Renzi chiarisce che questa visione non significa che "Noi sottovalutiamo i problemi e non diciamo che chi elenca i problemi rema contro, sappiamo che i problemi sono tanti, ma saremo sempre tenacemente e testardamente dalla parte della bellezza e di chi i problemi vuole risolverli".

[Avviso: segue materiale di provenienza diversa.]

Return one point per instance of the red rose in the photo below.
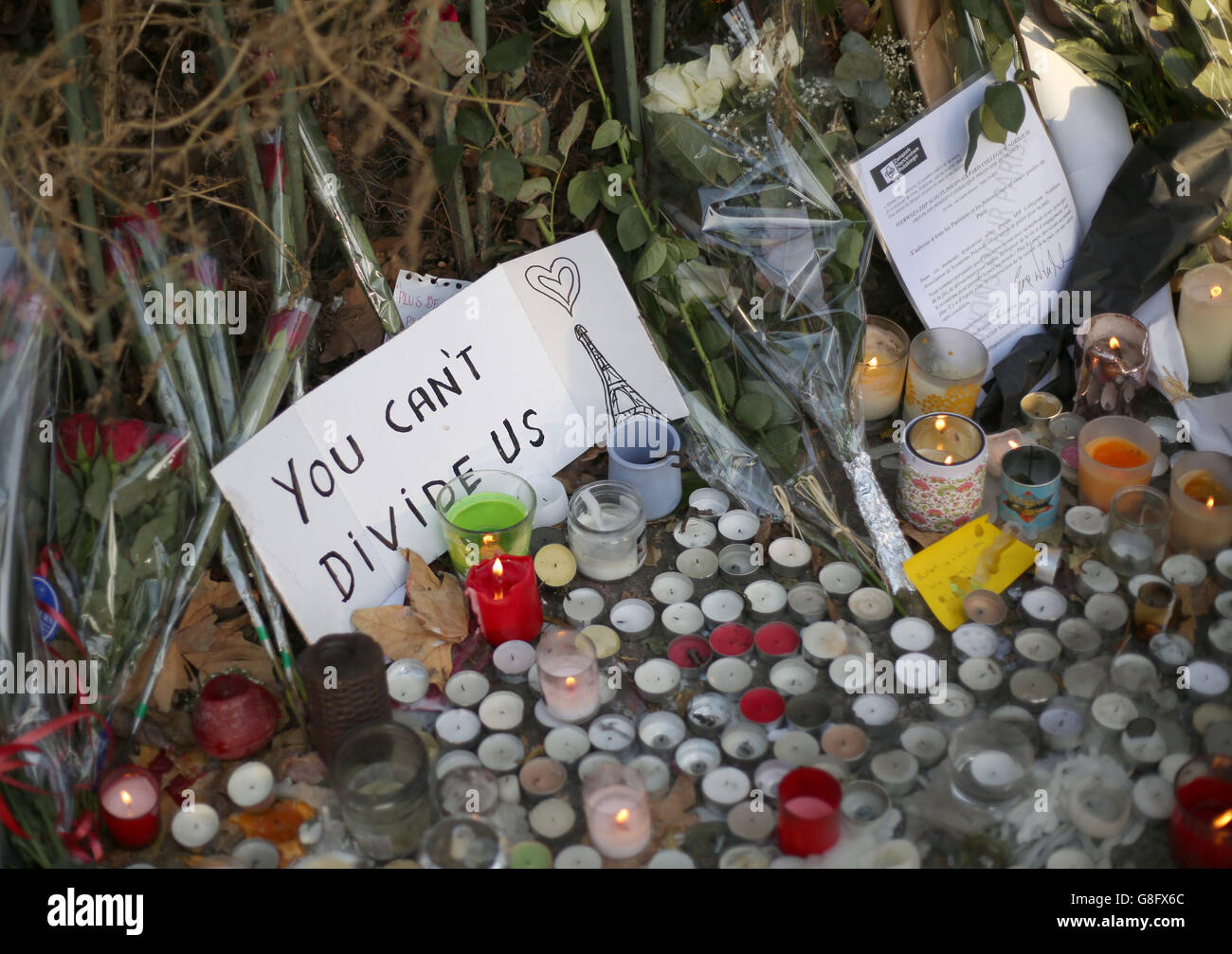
(77, 441)
(292, 323)
(175, 444)
(124, 437)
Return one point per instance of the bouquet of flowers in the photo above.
(767, 323)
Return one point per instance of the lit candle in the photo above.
(568, 675)
(883, 369)
(128, 798)
(1113, 453)
(1202, 500)
(1115, 356)
(504, 597)
(1205, 321)
(617, 811)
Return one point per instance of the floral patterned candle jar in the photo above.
(941, 479)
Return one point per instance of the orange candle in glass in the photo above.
(1114, 452)
(1202, 504)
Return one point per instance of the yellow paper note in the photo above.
(945, 571)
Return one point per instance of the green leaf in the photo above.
(512, 53)
(1003, 58)
(584, 191)
(607, 135)
(534, 189)
(500, 173)
(631, 228)
(444, 159)
(754, 410)
(651, 260)
(451, 47)
(1008, 106)
(574, 128)
(473, 126)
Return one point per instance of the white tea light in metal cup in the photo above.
(644, 453)
(1030, 488)
(607, 530)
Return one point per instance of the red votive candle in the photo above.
(732, 639)
(1202, 814)
(764, 707)
(128, 798)
(504, 597)
(775, 641)
(808, 811)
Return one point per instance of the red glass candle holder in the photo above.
(234, 716)
(128, 798)
(808, 811)
(1202, 814)
(504, 597)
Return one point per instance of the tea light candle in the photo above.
(896, 771)
(250, 786)
(1043, 605)
(632, 618)
(611, 732)
(682, 618)
(839, 580)
(1183, 570)
(513, 660)
(1038, 645)
(744, 744)
(501, 711)
(871, 608)
(657, 679)
(738, 526)
(583, 607)
(698, 566)
(845, 743)
(725, 786)
(796, 748)
(788, 556)
(730, 675)
(912, 634)
(1205, 321)
(883, 369)
(128, 798)
(710, 502)
(407, 679)
(501, 752)
(1085, 526)
(567, 744)
(765, 599)
(195, 827)
(466, 688)
(924, 741)
(672, 587)
(695, 531)
(792, 677)
(695, 757)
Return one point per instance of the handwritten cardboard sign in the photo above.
(504, 374)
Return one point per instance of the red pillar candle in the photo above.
(808, 811)
(1202, 814)
(128, 798)
(504, 597)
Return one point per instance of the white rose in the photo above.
(670, 91)
(574, 16)
(719, 66)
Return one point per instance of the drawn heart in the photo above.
(562, 282)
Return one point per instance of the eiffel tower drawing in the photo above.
(623, 398)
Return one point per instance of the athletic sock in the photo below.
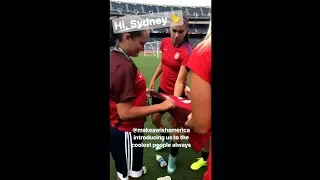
(174, 150)
(165, 135)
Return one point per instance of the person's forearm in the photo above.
(140, 111)
(157, 73)
(178, 88)
(196, 128)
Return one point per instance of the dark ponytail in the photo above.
(113, 38)
(186, 21)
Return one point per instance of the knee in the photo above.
(156, 118)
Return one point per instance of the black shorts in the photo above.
(157, 101)
(128, 160)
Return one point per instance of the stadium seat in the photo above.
(194, 11)
(150, 9)
(119, 7)
(206, 11)
(136, 8)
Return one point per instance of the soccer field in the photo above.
(147, 65)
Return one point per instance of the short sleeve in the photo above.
(201, 64)
(185, 59)
(122, 83)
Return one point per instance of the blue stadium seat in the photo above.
(149, 9)
(136, 8)
(194, 11)
(206, 11)
(164, 9)
(118, 7)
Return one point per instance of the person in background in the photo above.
(176, 51)
(200, 70)
(128, 108)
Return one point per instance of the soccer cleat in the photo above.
(171, 168)
(197, 165)
(161, 146)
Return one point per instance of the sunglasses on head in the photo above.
(180, 32)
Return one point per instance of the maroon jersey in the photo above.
(172, 59)
(126, 84)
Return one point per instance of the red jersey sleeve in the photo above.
(185, 58)
(201, 63)
(162, 45)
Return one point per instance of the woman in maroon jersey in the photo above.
(128, 108)
(175, 55)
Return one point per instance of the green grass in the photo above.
(147, 65)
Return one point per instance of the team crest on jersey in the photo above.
(176, 56)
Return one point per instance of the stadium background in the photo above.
(147, 62)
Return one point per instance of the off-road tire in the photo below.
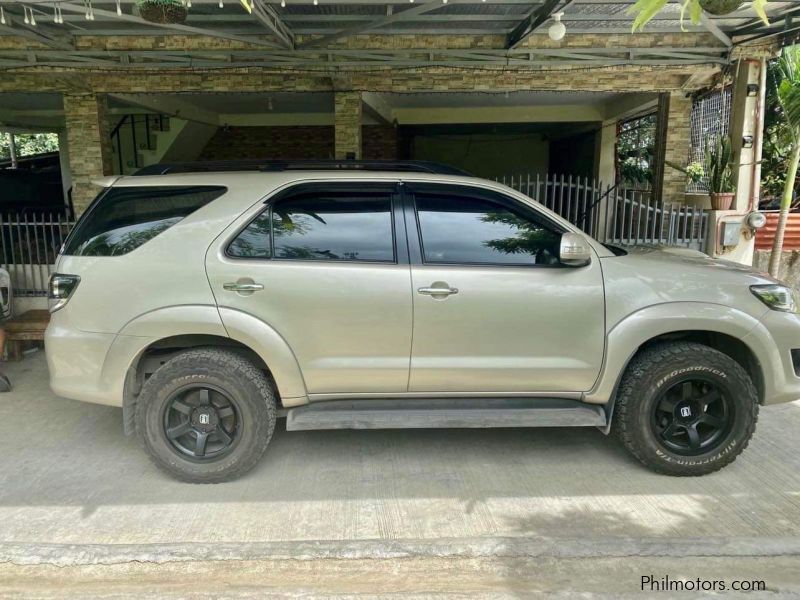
(240, 380)
(645, 379)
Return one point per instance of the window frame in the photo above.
(389, 188)
(416, 242)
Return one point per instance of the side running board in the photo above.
(443, 413)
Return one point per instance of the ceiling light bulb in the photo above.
(557, 29)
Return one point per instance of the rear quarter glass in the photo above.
(122, 219)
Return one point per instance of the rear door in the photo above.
(494, 310)
(330, 278)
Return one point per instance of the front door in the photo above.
(494, 310)
(330, 279)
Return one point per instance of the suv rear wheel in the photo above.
(685, 409)
(206, 416)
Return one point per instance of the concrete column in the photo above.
(88, 144)
(747, 121)
(675, 117)
(347, 124)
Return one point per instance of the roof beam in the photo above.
(532, 22)
(282, 58)
(714, 30)
(404, 15)
(67, 6)
(36, 35)
(270, 19)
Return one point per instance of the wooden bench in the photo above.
(29, 326)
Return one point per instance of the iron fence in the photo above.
(614, 214)
(29, 244)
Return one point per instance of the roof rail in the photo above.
(412, 166)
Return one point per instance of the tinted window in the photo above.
(124, 218)
(461, 229)
(347, 226)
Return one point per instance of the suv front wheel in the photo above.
(206, 415)
(685, 409)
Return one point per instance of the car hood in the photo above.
(672, 257)
(648, 276)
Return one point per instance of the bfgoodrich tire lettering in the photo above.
(238, 403)
(685, 409)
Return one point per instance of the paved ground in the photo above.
(515, 501)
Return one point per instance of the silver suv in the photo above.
(208, 303)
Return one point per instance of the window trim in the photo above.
(389, 188)
(444, 189)
(92, 208)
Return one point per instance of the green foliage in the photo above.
(159, 2)
(719, 159)
(529, 239)
(29, 144)
(779, 135)
(635, 149)
(695, 172)
(645, 10)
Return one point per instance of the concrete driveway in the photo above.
(81, 503)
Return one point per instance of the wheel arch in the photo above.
(173, 330)
(719, 327)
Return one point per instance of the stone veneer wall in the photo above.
(88, 129)
(677, 143)
(88, 143)
(295, 143)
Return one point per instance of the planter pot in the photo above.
(722, 201)
(162, 12)
(765, 236)
(720, 7)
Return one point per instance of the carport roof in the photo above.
(291, 32)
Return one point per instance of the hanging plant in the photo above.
(162, 11)
(645, 10)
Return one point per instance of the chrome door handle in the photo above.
(242, 287)
(438, 291)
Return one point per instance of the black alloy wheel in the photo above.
(201, 422)
(692, 416)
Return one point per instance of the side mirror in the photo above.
(574, 250)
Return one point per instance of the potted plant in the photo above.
(719, 166)
(162, 11)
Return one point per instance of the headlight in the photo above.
(777, 297)
(61, 288)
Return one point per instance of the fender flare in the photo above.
(629, 334)
(140, 333)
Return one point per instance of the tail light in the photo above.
(61, 288)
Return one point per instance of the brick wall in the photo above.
(294, 143)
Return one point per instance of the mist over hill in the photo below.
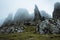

Gubitosi: non è fiera, ma cultura e fa crescere il Paese
"L'Expo non è né una fiera né un ristorante, perché il cibo è cultura e la cultura fa crescere un Paese". Così il direttore generale della Rai Luigi Gubitosi, nel suo intervento a Expo idee.
"Per un Paese come il nostro è importante avere un momento annuale di verifica dell'andamento dei consumi culturali: lavoreremo con l'Istat nel creare un indice che li misuri", spiega Gubitosi. "La Rai sta facendo un grande lavoro, giorno dopo giorno, per un nuovo rapporto tra gli italiani e la cultura", aggiunge.